The third section on “Emotions, Art, and the Media” analyzes sources like cartoons, magazines, and nineteenth-century art. Adelheid von Saldern insists on the notion of prototypical emotions which need “a more thorough differentiation” (p. 140); a project that runs through 2,000 years of history hasn’t been solved yet. Skillfully she observes how ‘the Other’ fostered American national identity and the definition of the self, that is European cultural anti-Americanism in so called quality magazines of the 1920s.
Jürgen Martschukat’s elaboration on “Public Executions & the Emotional Spectator in the New Republic,” the first article in the fourth section issuing the role of emotions in social and political debates, is not interested in defining ‘real’ emotions.
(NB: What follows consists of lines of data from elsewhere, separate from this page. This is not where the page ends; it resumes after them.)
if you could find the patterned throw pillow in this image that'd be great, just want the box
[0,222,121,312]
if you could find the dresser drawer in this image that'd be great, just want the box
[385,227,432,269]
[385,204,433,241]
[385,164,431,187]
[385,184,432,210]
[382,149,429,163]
He is able to show how an ‘emotional human being’ was discursively shaped throughout the eighteenth century by taking a closer look at the transformations in the capital punishment discourse, whereby an important momentum is added to the history of the self and modern society.
Michael Hochgeschwender’s article is as well based on the notion of discursive representation of emotions, focusing on Anne Koedts’ “The Myth of the Vaginal Orgasm” (1970) as one of the most influential articles of the women’s liberation movement and how it has shaped American discourses on sexuality ever since. Hochgeschwender, dissatisfied with Foucault’s discourse analysis, proposes to “reintroduce” causal principles like socioeconomic analysis of modes of production and the experience of the individual into it, neglecting the inherent emancipatory potential of a Foucauldian discourse analysis that deals with taken for granted power relations as well as alternative actions.
While “Emotions in American History” keeps its promise in shedding some transnational light on emotional history it misses some recent trends in the field, namely an adaption of the history of the body to the history of emotions. Much could be done in reconsidering the body/mind dualism deeply anchored in Western thought by addressing to concepts of affect (understood as an intensity) in dissociation to an exploration of a socio-linguistic fixation of an emotion, which the history of emotions is part and parcel of.
 Peter N. Stearns / Carol Stearns, Emotionology: Clarifying the History of Emotions and Emotional Standards, in: The American Historical Review 90,4 (1985), pp. 813-836.
 Brian Massumi, The Autonomy of Affect, in: Cultural Critique, No. 31, The Politics of Systems and Environments, Part II (1995), pp. 83-109.